I’ve been a product manager for three and a half years after being an Army officer for eight. Never in that time have I felt like I truly owned all of the products I’ve worked on. I’ve never had the final say in everything, and I’ve never sat to review that every single story met all of the acceptance criteria. Time, team dynamics, and the nature of working on large complex products precludes any single person from being able to exert that level of control. I’m largely in agreement John Cutler about the overload of product manager responsibilities and the danger of centralizing them. I’m here to propose that product managers should think of themselves as good scouts rather than all controlling owners of the product.

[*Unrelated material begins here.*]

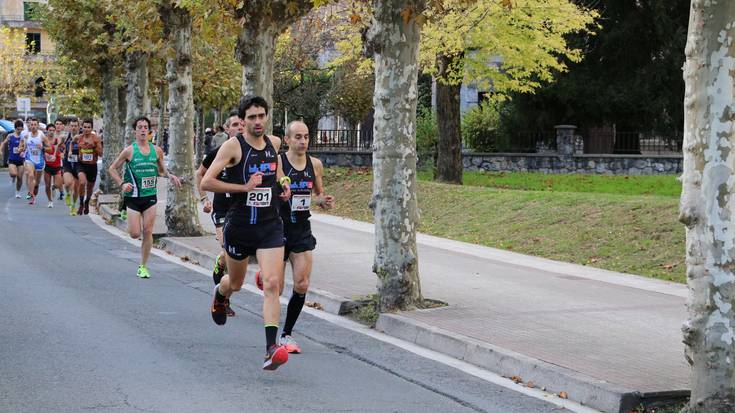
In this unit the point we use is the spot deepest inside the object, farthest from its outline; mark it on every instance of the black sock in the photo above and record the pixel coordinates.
(219, 297)
(271, 332)
(295, 304)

I spent two years as a communications officer (S6) for a Stryker reconnaissance cavalry squadron (1-14th Cavalry). I learned to love the concept of the cavalry not just because they wear Stetsons and spurs, but because reconnaissance is a truly challenging role in the battlefield. Lightly armed and few in numbers, scouts ride ahead of the rest of the army to find the enemy and report back any information they can before the main forces make contact.
Scouts must be agile, to stay out of sight but still have a view, they need to move quickly to avoid being getting into a fight with an enemy bigger than them, and they need to be great communicators to describe what they see in as much detail as possible. Not only do scouts tell the rest of the army about the enemy; they will tell you about terrain, the quality of roads, and the civilians in the area. It is not uncommon for the cavalry to be dispatched before more than a basic plan is formed for the rest of the unit. Their job is to find the answers the rest of the unit needs to form a plan.
All of this information helps the rest of the org make good decisions about what to do next. The rest of the organization will still make contact with the enemy eventually and will learn a lot in the process, as they get close they will start collecting their own information, they will send out their own skirmishers, they will study the terrain they are going to fight on and decide how to make it work to their advantage, but all of this starts with scouts going ahead of the Army to paint the first picture of the situation.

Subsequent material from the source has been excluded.